The numbers are somewhat surprising because traditionally summer is when optimism grows. Last July, optimism surged 7 percentage points to 46% at a time when gas prices were 80 cents per gallon higher than they are today.

The decline in consumer optimism may be cause for concern among retailers. More than one in four consumers (26%) say they will reduce spending on items besides gasoline this month. That is the highest reading the NACS monthly survey has recorded since the question was added in September 2014. 

While a majority (57%) of younger consumers, those ages 18-34, remain optimistic about the economy, they also indicate that they may curtail spending, with 25% saying that they will spend less this month.

Gas prices increased 4 cents this month, with consumers reporting a median price of $2.79 per gallon; gas prices have remained below $3.00 since November 2014. Because of the relatively low prices, less than three in ten (28%) consumers say gas prices have a “great impact” on their feelings on the economy, compared with two in five (41%) who said so in July 2014 when gas prices were $3.65 per gallon.
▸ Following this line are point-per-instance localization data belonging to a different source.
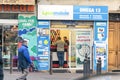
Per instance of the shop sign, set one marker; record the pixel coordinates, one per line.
(43, 24)
(83, 46)
(90, 13)
(43, 47)
(27, 30)
(100, 31)
(55, 12)
(101, 44)
(100, 51)
(17, 8)
(63, 12)
(21, 2)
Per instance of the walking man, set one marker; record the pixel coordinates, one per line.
(23, 60)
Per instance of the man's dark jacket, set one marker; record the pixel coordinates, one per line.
(23, 57)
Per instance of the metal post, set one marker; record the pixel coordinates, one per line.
(99, 66)
(51, 63)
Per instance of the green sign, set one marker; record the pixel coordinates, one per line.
(27, 30)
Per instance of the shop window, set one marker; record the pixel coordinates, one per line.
(8, 15)
(30, 8)
(15, 8)
(23, 8)
(10, 37)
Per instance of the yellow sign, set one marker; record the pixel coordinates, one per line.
(21, 2)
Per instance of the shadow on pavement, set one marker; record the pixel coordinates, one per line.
(105, 76)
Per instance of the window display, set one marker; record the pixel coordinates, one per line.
(9, 44)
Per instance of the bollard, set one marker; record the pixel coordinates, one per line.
(98, 66)
(88, 66)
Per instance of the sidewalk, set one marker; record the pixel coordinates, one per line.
(43, 76)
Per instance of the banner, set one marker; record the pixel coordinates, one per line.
(83, 46)
(23, 2)
(43, 52)
(100, 44)
(27, 30)
(43, 45)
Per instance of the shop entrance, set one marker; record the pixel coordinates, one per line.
(8, 43)
(80, 43)
(114, 46)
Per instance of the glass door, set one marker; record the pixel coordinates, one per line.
(81, 44)
(9, 44)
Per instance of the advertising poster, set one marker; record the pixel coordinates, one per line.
(43, 45)
(101, 44)
(27, 30)
(83, 46)
(101, 52)
(100, 31)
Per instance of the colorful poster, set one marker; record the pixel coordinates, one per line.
(24, 2)
(101, 44)
(43, 45)
(83, 46)
(43, 52)
(27, 30)
(101, 52)
(100, 31)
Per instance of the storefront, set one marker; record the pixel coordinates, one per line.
(84, 26)
(9, 13)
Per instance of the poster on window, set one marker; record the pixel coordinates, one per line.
(100, 50)
(83, 46)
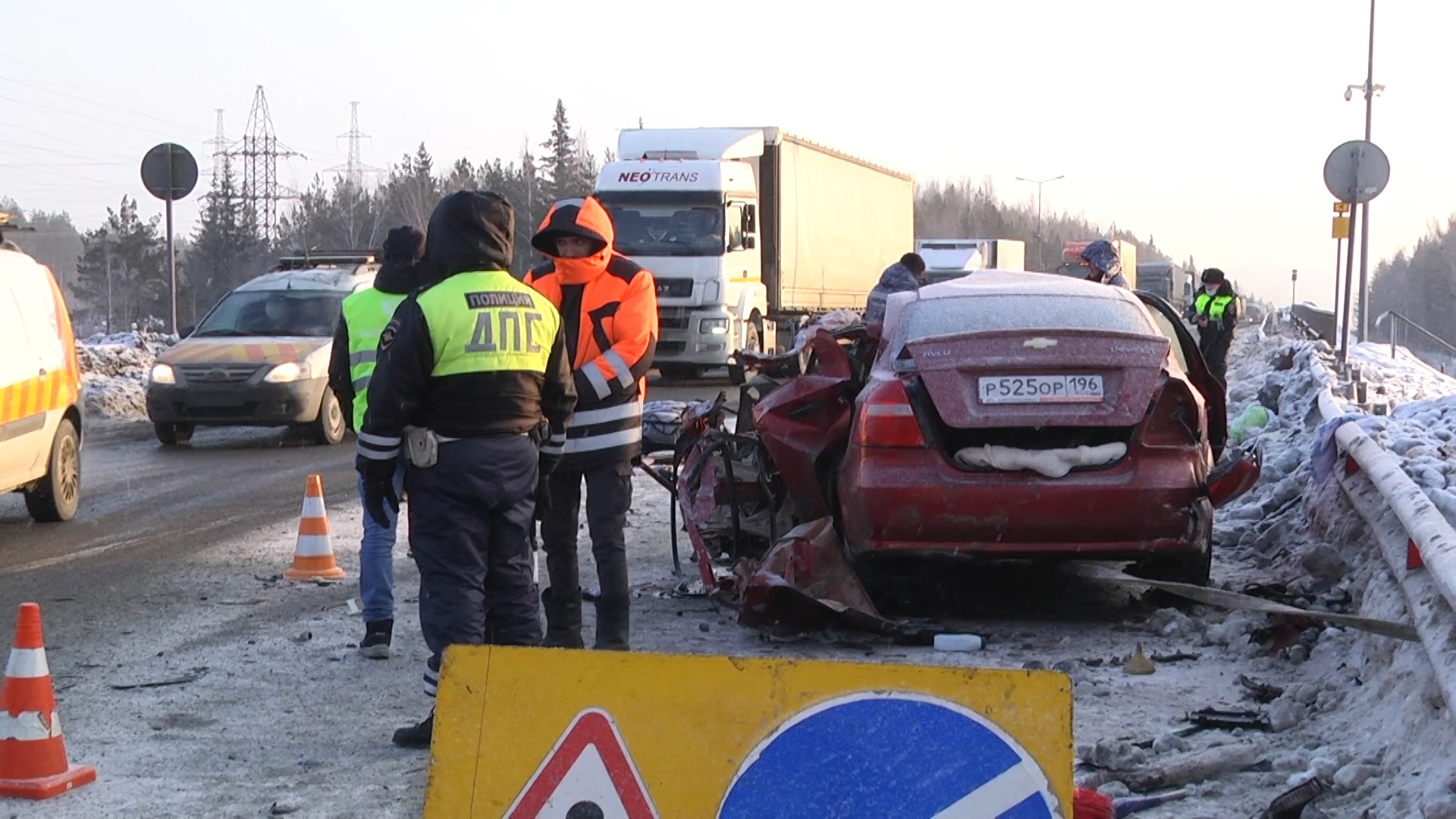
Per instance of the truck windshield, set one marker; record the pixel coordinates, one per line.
(666, 223)
(274, 312)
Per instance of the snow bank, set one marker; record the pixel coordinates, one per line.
(114, 372)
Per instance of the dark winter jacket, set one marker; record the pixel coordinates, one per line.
(897, 279)
(394, 278)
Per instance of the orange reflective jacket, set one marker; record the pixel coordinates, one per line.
(609, 319)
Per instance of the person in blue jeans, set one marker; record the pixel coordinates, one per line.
(351, 366)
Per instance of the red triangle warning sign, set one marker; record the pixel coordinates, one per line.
(587, 776)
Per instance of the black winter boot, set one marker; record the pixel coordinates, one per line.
(613, 626)
(417, 736)
(563, 620)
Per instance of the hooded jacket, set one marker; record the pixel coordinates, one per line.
(469, 232)
(395, 276)
(896, 279)
(609, 316)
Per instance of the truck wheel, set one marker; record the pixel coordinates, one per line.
(174, 435)
(55, 499)
(328, 430)
(679, 372)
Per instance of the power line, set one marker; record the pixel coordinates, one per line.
(354, 169)
(261, 150)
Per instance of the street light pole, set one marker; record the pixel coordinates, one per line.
(1365, 209)
(1041, 261)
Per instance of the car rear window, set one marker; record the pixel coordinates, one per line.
(932, 318)
(929, 318)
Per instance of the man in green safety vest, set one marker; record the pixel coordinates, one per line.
(1216, 312)
(472, 379)
(351, 366)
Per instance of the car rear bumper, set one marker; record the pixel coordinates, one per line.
(912, 500)
(237, 404)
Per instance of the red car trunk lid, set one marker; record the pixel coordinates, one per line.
(1041, 379)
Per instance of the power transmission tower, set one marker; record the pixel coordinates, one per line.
(354, 169)
(261, 150)
(218, 146)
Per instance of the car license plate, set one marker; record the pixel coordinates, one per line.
(1040, 390)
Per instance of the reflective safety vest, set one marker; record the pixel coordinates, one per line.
(366, 314)
(488, 321)
(1212, 306)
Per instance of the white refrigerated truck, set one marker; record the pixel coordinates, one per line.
(748, 229)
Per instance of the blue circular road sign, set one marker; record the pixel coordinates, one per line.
(892, 757)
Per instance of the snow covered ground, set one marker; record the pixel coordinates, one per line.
(114, 372)
(286, 716)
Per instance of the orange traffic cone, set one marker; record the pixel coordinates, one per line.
(33, 752)
(313, 557)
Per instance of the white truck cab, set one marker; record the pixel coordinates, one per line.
(748, 229)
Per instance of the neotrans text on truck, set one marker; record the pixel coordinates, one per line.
(746, 231)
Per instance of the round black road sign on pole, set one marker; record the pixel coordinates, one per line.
(169, 172)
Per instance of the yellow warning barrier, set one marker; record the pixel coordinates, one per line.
(535, 733)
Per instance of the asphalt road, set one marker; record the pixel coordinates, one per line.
(145, 506)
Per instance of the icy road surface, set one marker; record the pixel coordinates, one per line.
(268, 708)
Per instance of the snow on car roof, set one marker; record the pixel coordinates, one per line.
(1021, 283)
(343, 279)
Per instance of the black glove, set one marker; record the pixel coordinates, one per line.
(379, 485)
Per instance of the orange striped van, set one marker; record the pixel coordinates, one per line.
(39, 391)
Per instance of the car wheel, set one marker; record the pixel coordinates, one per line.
(174, 435)
(679, 372)
(55, 499)
(328, 430)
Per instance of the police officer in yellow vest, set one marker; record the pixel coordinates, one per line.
(1216, 312)
(351, 365)
(468, 371)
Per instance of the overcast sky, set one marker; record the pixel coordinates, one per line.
(1204, 124)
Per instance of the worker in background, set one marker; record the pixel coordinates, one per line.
(1107, 268)
(1216, 314)
(902, 278)
(609, 311)
(468, 369)
(351, 366)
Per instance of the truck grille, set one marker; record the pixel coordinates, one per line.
(674, 287)
(218, 373)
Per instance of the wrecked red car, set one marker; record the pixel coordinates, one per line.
(1002, 416)
(1015, 414)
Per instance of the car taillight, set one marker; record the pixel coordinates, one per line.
(887, 420)
(1174, 417)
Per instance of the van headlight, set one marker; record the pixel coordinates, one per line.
(287, 373)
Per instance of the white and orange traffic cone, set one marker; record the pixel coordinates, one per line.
(313, 557)
(33, 751)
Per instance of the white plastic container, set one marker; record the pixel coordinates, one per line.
(959, 643)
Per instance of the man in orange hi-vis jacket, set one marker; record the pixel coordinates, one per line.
(609, 321)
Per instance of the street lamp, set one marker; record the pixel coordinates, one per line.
(1041, 262)
(1369, 89)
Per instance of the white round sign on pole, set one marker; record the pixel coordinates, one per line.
(1357, 172)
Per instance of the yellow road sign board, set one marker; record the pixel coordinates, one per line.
(536, 733)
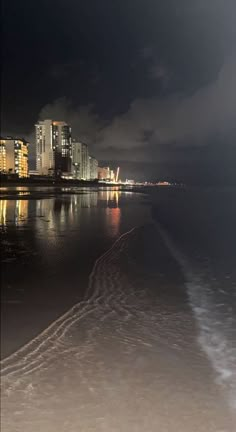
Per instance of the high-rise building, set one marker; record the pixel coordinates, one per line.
(80, 161)
(93, 168)
(14, 156)
(53, 147)
(3, 166)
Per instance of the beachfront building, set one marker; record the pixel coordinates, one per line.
(14, 156)
(3, 165)
(53, 147)
(80, 161)
(93, 168)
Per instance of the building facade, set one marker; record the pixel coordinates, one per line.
(93, 168)
(80, 161)
(3, 163)
(53, 147)
(14, 156)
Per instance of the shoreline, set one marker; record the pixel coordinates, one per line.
(170, 376)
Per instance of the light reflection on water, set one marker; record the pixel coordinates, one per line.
(13, 212)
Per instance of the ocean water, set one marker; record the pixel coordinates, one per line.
(151, 343)
(198, 226)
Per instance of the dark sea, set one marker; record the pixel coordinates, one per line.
(118, 310)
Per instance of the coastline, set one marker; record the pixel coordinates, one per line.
(136, 337)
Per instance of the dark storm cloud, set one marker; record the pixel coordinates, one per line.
(137, 79)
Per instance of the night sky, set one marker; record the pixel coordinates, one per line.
(149, 84)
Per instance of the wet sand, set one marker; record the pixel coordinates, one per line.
(125, 359)
(48, 249)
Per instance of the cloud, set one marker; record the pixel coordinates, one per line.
(183, 120)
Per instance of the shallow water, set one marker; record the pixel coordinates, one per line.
(129, 355)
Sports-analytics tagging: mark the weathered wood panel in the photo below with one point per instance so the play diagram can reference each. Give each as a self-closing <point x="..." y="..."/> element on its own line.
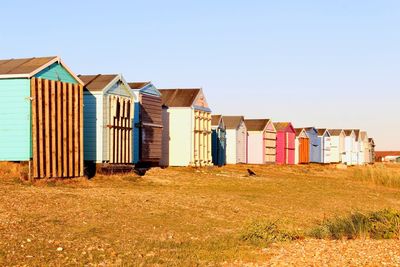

Consumers also say that they would cut back on driving if gas prices climbed to $3.65 per gallon — ironically the average price per gallon last July. At that time, consumers said they would reduce their driving if prices climbed to $4.19 per gallon.

“While gas prices remain relatively low, we may be seeing consumer frustration because prices aren’t falling over the summer months. Add to the mix consumers saying they will change behavior — and feel pain — at lower price points, and we may see pessimism linger, which could affect third-quarter sales,” said NACS Vice President of Strategic Industry Initiatives Jeff Lenard.

For the past three months, consumer sentiment has tracked miles per dollar, which calculates consumers’ reported fuel efficiency of their primary vehicle and the gas price in their market. 

NACS, which represents the convenience store industry that sells 80% of the gas sold in the country, conducts the monthly consumer sentiment survey to gauge how gas prices affect broader economic trends. The NACS survey was conducted by Penn, Schoen and Berland Associates LLC; 1,101 gas consumers were surveyed July 1-6, 2015. Summary results are available at www.nacsonline.com/gasprices.